# Breakthrough!



## Lola (Nov 16, 2014)

So for the last couple of practice sessions I have had I have been focusing on a solo and I can finally after about 3 years of playing it, play it up to speed.

I reduced the song to 50% speed and then 75% and then went for full speed. 

I can finally play the whole song which seems like it has been alluding me forever! It's not perfect but pretty damned close. 

This is just friggin' monumental for me!!

I never thought that I would be able to ever play this all the way through. I am glad I didn't give up. It gives me more confidence to try new things.

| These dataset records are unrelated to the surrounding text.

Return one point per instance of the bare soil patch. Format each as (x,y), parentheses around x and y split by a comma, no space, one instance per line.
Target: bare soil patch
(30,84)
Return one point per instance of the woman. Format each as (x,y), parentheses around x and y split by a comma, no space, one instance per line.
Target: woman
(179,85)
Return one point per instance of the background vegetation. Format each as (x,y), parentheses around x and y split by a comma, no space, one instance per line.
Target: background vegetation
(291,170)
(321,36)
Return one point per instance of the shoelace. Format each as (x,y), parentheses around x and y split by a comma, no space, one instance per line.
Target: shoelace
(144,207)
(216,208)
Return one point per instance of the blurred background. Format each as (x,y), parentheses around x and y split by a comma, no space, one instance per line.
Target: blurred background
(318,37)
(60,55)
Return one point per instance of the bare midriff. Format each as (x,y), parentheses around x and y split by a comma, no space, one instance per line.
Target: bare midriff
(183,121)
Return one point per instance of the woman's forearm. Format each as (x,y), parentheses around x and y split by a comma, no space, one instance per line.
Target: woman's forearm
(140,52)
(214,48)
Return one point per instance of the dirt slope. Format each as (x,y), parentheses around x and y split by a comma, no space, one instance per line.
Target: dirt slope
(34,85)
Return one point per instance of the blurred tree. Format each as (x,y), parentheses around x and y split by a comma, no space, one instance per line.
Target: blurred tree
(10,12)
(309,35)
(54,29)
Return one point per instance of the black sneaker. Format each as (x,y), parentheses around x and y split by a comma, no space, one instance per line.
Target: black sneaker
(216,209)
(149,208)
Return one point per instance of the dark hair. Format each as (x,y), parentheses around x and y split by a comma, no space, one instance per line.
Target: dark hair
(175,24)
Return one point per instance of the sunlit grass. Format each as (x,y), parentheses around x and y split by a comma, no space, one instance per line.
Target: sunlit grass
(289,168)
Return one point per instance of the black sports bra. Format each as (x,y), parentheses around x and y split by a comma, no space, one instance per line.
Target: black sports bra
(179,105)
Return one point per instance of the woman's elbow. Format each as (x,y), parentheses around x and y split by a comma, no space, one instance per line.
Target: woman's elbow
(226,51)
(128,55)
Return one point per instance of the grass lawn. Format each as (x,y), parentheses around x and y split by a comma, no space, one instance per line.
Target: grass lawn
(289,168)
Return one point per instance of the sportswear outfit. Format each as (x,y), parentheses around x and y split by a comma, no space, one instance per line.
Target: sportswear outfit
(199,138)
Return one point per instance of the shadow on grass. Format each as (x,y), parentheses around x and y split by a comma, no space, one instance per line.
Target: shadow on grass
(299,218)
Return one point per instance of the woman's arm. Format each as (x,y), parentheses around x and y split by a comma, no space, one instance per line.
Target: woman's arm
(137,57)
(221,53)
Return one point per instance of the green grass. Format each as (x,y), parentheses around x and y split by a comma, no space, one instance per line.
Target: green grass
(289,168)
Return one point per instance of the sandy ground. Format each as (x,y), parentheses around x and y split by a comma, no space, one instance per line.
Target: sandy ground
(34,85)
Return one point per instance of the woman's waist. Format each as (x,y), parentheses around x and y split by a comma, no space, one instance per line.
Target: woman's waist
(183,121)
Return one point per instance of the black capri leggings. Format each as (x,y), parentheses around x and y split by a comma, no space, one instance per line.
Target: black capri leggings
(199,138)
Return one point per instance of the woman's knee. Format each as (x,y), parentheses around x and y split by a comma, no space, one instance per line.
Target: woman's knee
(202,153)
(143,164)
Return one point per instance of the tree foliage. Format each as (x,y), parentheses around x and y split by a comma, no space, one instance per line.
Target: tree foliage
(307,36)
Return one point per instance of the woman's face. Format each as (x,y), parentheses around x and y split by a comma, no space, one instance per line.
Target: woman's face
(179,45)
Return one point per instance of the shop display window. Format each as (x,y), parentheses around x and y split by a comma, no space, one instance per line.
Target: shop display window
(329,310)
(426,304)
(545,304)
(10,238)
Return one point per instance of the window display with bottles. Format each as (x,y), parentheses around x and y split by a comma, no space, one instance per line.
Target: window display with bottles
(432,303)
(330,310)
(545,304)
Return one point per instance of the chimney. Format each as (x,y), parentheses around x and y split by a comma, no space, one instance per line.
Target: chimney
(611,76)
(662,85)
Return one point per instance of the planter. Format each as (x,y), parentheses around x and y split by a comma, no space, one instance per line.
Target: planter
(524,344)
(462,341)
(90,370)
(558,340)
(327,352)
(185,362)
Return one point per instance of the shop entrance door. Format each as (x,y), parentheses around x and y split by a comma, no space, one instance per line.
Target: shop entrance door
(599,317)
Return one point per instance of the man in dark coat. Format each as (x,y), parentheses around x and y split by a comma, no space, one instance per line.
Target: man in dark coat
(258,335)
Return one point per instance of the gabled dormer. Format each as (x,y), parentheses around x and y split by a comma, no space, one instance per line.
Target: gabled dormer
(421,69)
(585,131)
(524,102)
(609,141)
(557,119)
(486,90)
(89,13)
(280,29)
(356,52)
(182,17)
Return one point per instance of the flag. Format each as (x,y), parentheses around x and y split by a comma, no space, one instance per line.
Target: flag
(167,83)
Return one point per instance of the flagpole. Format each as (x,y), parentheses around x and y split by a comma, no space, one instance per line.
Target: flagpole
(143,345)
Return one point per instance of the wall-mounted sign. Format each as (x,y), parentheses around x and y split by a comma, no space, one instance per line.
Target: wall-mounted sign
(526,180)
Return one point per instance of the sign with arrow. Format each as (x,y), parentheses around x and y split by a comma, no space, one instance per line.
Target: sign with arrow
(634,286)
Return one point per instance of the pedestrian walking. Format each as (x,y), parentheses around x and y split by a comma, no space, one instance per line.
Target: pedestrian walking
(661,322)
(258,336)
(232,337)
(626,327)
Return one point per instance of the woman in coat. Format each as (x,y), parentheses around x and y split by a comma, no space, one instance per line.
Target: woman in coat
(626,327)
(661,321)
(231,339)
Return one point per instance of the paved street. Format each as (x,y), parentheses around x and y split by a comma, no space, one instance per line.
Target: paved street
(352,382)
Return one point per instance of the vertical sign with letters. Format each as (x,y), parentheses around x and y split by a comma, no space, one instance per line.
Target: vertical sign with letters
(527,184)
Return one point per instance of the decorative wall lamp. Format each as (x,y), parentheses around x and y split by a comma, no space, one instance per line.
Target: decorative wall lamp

I forgot to tell you what song it is. It's, You Shook Me All Night Long!


----------



## sambonee (Dec 20, 2007)

Now master the chicken shuffle like chuck and angus.


----------



## Guest (May 14, 2017)

Without you posting the audio / video of this I consider your claim fake news.


----------



## StratCat (Dec 30, 2013)

Believing is seeing. Way to go Lola.


----------



## Lola (Nov 16, 2014)

I don't know how to post an audio recording but if I can conquer this song I can do anything I put my mind to. I shall not be a technotard any longer. I will ask my son to help how to do this! You will see! Lol


----------



## Guest (May 14, 2017)

Lola said:


> I don't know how to post an audio recording but if I can conquer this song I can do anything I put my mind to. I shall not be a technotard any longer. I will ask my son to help how to do this! You will see! Lol


Can't wait!


----------



## Dorian2 (Jun 9, 2015)

Congrats Lola. That's a huge mountain for any beginning guitarist. Can't really be considered a beginner anymore.....so on to the next step for you now!!


----------